8.1 KiB
title: Neat-enhancement-idea authors:
- "@alexmt" sponsors:
- TBD reviewers:
- "@jessesuen"
- TBD approvers:
- "@jessesuen"
- TBD
creation-date: 2020-04-19 last-updated: 2020-04-19
Neat Enhancement Idea
Support manual approval for pruning and deleting Kubernetes resources during application syncing/deletion.
Summary
Introduce Kubernetes resource-level annotations that require manual user approval using Argo CD UI/CLI/API before the resource is pruned or deleted. The annotations should be respected while Argo CD attempts to synchronize or delete the application.
Motivation
We’ve seen cases where Argo CD deleted Kubernetes resources due to a bug or misconfiguration. Examples include corrupted data in Redis, user errors (1, 2) and bug in the automation on top of Argo CD. These examples don’t mean Argo CD is not reliable; however, there are cases where misbehavior is catastrophic, and erroneous deletion is not acceptable. Examples include the app-of-apps pattern where Argo CD is used to manage itself, or namespaces in production clusters.
Goals
The goals of a proposal ares:
Allow developers to mark resources that require manual approval before application deletion.
Developers should be able to add an annotation to resources that require manual approval before deletion. The annotation should be respected by Argo CD when it attempts to delete the application.
Allow developers to mark resources that require manual approval before pruning
Developers should be able to add an annotation to resources that require manual approval before pruning. The annotation should be respected by Argo CD when it attempts to prune extra resources while syncing the application.
Non-Goals
Implement automatic self check while deleting resources
We've made our best effort to implement corrected behavior, and as of now, we are not aware of any bugs that cause erroneous deletion.
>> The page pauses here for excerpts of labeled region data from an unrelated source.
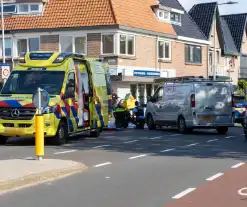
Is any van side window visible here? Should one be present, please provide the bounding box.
[154,86,164,101]
[66,72,76,98]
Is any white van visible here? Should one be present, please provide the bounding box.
[145,77,234,134]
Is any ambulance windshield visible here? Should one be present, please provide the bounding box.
[1,71,65,95]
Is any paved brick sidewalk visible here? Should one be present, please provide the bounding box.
[165,164,247,207]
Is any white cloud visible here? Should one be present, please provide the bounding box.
[179,0,247,14]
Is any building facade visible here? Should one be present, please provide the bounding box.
[0,0,210,102]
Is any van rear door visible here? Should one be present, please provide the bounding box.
[195,82,233,125]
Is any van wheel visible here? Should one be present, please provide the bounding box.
[147,115,156,130]
[216,127,228,134]
[178,116,188,134]
[52,120,69,145]
[0,136,8,145]
[89,129,100,137]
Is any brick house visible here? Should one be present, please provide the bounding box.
[0,0,210,101]
[189,2,247,85]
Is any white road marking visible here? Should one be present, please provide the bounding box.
[207,139,218,142]
[225,136,235,139]
[129,154,147,160]
[231,162,245,169]
[172,188,196,199]
[160,148,175,152]
[94,162,112,167]
[185,143,199,147]
[150,136,163,139]
[170,134,182,137]
[124,140,139,144]
[93,144,111,149]
[54,150,77,155]
[206,173,224,181]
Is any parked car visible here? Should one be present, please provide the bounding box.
[145,77,234,134]
[233,94,247,126]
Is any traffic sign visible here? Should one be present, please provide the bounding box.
[33,88,50,110]
[0,65,10,79]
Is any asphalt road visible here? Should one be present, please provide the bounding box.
[0,127,247,207]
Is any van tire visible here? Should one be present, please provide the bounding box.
[0,136,8,145]
[178,116,187,134]
[216,127,228,134]
[147,114,156,130]
[52,120,69,145]
[89,129,100,137]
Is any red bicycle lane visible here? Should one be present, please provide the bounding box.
[164,164,247,207]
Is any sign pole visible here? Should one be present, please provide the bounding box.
[35,88,45,160]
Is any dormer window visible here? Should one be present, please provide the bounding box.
[18,4,43,14]
[171,12,181,23]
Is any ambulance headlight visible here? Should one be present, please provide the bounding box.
[43,104,57,114]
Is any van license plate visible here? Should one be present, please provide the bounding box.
[200,116,212,121]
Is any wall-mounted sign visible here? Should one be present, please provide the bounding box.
[133,70,160,77]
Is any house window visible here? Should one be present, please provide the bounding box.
[102,34,114,54]
[170,12,181,23]
[158,40,171,60]
[60,36,73,52]
[17,37,40,56]
[185,45,202,63]
[120,35,135,55]
[0,38,13,57]
[75,37,86,54]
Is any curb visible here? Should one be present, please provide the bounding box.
[0,163,88,196]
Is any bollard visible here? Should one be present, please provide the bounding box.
[35,88,45,160]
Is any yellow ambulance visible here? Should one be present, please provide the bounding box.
[0,52,110,145]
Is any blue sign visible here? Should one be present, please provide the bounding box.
[133,70,160,77]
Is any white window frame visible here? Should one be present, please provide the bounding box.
[17,3,43,14]
[15,36,40,57]
[59,34,87,55]
[100,33,116,55]
[0,37,14,57]
[157,38,172,61]
[118,33,136,56]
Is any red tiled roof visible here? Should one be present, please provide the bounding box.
[1,0,176,35]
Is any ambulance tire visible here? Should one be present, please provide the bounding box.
[52,120,69,145]
[0,136,8,145]
[90,129,101,137]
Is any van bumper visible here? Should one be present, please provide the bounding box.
[0,114,58,137]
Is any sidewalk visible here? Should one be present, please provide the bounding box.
[0,159,87,195]
[165,164,247,207]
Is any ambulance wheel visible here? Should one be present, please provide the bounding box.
[0,136,8,145]
[217,127,228,134]
[90,129,100,137]
[52,120,69,145]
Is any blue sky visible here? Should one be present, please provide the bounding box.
[179,0,247,14]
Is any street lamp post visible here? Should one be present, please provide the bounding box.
[1,0,5,63]
[213,1,238,80]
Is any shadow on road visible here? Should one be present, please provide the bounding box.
[3,128,247,160]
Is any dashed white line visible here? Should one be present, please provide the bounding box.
[207,139,218,142]
[150,136,163,139]
[225,136,235,139]
[172,188,196,199]
[170,134,182,137]
[124,140,139,144]
[54,150,77,155]
[129,154,147,160]
[231,162,245,169]
[206,173,224,181]
[93,144,111,149]
[94,162,112,167]
[160,148,175,152]
[185,143,199,147]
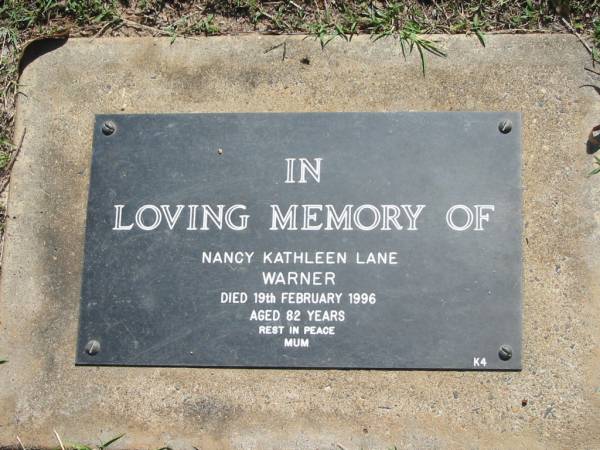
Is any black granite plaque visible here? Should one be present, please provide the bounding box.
[77,112,522,370]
The goal of this proposal is to provide a safety net for cases where deletion is not acceptable.
Proposal
It is proposed to introduce two new sync options for Argo CD applications: Prune=confirm and Delete=confirm. Options would
protect resources from accidental deletion during cascading application deletion as well as during sync operations.
Introduce confirm option for Prune sync option.
Argo CD already supports argocd.argoproj.io/sync-options: Prune=false sync option that prevents resource deletion while syncing
the application. This, however, is not ideal since it prevents implementing fully automated workflows that include resource deletion.
In order to improve the situation, we propose to introduce confirm option for Prune sync option. When confirm option is set, Argo CD should pause the sync operation
before deleting any app resources and wait for the user to confirm the deletion. The confirmation can be done in a very friendly way using Argo CD UI, CLI or API.
- Sync Operation status. I suggest not to introduce new sync operation states to avoid disturbing the existing automation around syncing (CI pipelines, scripts etc).
If Argo CD is waiting for the operation state should remain
Progressing. Once the user confirms the deletion, the operation should resume. - Sync Waves. The sync wave should be "paused" while Argo CD is waiting for the user to confirm the deletion. No difference from waiting for the resource to became healthy.
Introduce confirm option for Delete sync option.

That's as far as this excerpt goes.